Entertainment

Why Fans Of 'Harry Potter' & 'Battle Royale' Will Love This New Action Series

by Jefferson Grubbs
Katie Yu/SYFY

At first glance, you might be confused by Syfy's new action series. Have the Warblers graduated from a cappella to aca-murder? Have those naughty kids from Elite taken their twisted sex games to the next level? Nope, it's just Deadly Class, based on the comic series of the same name. Though those blazers with the red piping may bring to mind the innocent singers of Glee, Blaine Anderson wouldn't last one day at King's Dominion Atelier of the Deadly Arts. Heck, he wouldn't last one hour.

Combining the "students-at-a-secret-school" premise of Harry Potter and The Magicians with the "outcasts-finding-their-own-power" theme of Runaways, the "kids-killing-kids" spectacle of Battle Royale, and the "you-win-or-you-die" ethos of Game Of Thrones, Deadly Class is a unique mashup of your favorite genre elements, all delivered in one ultra-violent package. Created by Rick Remender (Uncanny X-Force) and published by Image Comics (The Walking Dead), the graphic novel made its debut five years ago, in January 2014. The series is now 36 issues and seven volumes in, with the eighth volume due out in April.

In both the show and the comics, Deadly Class takes place in an alternate reality version of 1987 San Francisco and tells the story of Marcus, an orphan who blames Ronald Reagan for the death of his parents and plots the President's assassination. He soon finds himself recruited into King's Dominion, a secret high school where the world's top crime lords, assassins, and terrorists send their children to learn about violence, poisoning, dismemberment, murder, and more. Taken under the wing of Master Lin and sponsored by ruthless Yakuza heiress Saya, Marcus will learn to find love, danger, and maybe even himself while enrolled in this deadly class.

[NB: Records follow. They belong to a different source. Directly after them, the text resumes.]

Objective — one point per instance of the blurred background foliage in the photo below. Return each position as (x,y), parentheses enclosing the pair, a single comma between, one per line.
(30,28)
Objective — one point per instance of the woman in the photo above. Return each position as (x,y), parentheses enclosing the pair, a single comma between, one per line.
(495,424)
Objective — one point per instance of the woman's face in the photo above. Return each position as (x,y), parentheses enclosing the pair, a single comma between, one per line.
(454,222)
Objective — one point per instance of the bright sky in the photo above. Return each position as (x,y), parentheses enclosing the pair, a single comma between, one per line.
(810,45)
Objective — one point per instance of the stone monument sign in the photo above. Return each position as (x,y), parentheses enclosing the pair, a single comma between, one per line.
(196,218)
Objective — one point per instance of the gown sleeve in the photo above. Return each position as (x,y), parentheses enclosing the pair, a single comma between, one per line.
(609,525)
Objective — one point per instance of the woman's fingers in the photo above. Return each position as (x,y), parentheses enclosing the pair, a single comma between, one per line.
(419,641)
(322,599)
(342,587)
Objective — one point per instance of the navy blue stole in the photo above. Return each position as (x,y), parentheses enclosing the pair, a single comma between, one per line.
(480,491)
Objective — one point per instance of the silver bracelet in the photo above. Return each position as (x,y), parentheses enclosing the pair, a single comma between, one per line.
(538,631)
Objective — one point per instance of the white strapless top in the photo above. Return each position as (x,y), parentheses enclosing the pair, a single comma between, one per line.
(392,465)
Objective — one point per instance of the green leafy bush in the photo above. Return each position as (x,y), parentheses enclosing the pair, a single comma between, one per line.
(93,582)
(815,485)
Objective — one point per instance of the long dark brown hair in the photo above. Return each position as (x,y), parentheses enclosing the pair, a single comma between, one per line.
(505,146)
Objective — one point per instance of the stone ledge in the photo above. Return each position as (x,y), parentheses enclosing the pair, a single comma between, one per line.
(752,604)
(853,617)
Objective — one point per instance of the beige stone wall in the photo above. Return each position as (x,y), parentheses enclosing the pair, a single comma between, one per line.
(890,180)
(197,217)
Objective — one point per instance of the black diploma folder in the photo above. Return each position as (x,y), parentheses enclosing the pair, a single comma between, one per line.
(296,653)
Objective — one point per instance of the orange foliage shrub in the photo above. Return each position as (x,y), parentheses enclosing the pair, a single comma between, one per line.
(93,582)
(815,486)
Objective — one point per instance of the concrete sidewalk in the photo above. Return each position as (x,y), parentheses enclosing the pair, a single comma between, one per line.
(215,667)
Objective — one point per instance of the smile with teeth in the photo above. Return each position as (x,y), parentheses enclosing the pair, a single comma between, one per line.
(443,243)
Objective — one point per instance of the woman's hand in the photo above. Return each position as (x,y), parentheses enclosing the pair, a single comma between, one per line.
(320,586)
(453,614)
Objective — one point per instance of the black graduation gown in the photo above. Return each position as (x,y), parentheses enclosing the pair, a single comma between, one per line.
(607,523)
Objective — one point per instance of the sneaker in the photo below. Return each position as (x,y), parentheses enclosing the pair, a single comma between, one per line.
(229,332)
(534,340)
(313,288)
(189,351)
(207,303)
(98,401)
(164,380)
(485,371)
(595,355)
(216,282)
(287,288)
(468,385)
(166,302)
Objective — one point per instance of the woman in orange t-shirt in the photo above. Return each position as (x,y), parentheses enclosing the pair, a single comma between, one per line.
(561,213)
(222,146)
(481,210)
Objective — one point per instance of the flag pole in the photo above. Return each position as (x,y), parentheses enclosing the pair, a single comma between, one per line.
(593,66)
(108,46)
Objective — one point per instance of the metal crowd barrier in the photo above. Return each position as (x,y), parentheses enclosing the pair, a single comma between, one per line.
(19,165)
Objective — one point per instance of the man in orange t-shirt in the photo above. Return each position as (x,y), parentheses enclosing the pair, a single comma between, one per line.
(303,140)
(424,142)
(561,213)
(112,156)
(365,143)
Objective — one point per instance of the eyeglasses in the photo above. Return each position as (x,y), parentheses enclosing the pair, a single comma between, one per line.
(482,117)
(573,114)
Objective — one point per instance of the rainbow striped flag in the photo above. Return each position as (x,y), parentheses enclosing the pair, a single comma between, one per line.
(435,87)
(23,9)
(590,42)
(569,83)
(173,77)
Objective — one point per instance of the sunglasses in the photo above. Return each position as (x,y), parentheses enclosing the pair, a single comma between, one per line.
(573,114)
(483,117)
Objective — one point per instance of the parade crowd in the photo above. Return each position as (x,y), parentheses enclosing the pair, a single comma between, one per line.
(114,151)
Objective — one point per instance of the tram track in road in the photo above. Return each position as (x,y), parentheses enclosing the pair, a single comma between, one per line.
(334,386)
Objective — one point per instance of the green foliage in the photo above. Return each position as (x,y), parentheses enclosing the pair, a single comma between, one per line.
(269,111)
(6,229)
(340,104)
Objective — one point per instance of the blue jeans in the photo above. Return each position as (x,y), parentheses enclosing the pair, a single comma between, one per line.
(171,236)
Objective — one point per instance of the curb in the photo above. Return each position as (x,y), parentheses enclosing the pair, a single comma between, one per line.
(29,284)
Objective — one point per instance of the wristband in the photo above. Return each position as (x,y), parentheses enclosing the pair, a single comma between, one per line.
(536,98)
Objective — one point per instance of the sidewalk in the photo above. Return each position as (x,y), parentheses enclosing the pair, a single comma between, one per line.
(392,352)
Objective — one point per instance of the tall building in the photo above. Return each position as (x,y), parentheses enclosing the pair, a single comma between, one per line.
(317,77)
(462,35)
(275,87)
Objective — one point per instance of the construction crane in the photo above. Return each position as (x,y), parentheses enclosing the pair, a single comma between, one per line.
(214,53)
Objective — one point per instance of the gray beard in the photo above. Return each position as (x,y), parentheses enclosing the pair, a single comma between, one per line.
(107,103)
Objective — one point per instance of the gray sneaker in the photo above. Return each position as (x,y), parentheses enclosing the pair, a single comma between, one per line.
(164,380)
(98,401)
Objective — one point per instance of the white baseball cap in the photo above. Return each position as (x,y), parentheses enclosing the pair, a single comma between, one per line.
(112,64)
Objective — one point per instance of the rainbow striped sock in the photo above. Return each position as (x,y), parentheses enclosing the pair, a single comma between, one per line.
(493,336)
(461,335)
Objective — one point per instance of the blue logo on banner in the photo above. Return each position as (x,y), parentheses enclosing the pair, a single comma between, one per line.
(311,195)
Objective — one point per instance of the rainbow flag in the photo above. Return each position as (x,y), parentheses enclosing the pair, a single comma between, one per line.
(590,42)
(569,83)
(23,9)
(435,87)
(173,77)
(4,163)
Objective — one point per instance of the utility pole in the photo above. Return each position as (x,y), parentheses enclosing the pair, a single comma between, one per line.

To hear the cast and crew tell it, the TV adaptation should have plenty to offer to both those familiar with the graphic novel and those brand new to the saga. "Honestly, for me, it's all the nightmarish experiences I had in school sort of magnified, personified, and heightened into this world," Remender, who also serves as showrunner, told Vox. Anyone who's been to high school should be able to identify with the show's portrayal of cliques, angst, and the feeling that every single action and decision has life-or-death stakes.

For all its heightened aspects, Deadly Class remains a story about discovering your tribe and finding strength in belonging to something larger than yourself — a sentiment viewers will readily recognize from other stories about students at secret schools. "There is a strange wish-fulfillment aspect to it, and it wasn't something that I ever imagined," Remender told Vox. "In my mind, I didn't see [the similarity between Deadly Class and Harry Potter], but the fans of the books, you know, that does seem to be the case."

Allen Fraser/SYFY

For Harry Potter fans seeking a new series to sink into but hesitant about the graphic novel's extreme violence, the cast also promises that the show's use of it isn't gratuitous. "In this show, we tell stories about the cost of violence," Luke Tennie, who plays Marcus' best friend Willie, told GameSpot. "We are not glorified. It's not casual. If there is a loss of life on our show, we see everything about the price. We don't spend time on blood and gore, and we don't glorify the violence." According to GameSpot, Remender also issued an edict against the portrayal of guns in school, tied to the fact that Master Lin (played on the show by Doctor Strange's Benedict Wong) views firearms as "a tool of the weak." All other violence, however, remains fair game in the halls of King's Dominion.

The episodic structure should allow the breakneck pace of the graphic novel room to breathe, giving readers a more in-depth examination of their favorite characters and giving new fans a chance to catch up on the unfamiliar story. "Because this is a TV medium, we're going to have a lot of time to unpack these characters, a lot of time to unpack these stories, these relationships," Tennie said in an interview with ComicBook.com. "[Remender] knows full well that it's a daunting task, but what's cool is they've figured out ways to space out these characters' stories without filler, so it's not senseless. It's just a deep, deep examination of who they are, why they are the way they are, why they might choose the choices, instead of just what they choose. We're seeing the intention, the purpose, the reason."

Allen Fraser/SYFY

The Syfy show also has one other thing to offer readers of the graphic novel: unexpected twists on the source material. "There are surprise deaths and then there are surprise survivals," Remender promised to Vox. So whether you're new to school or already an A-list student, there are plenty of reasons to enroll in Deadly Class when it premieres on Jan. 16.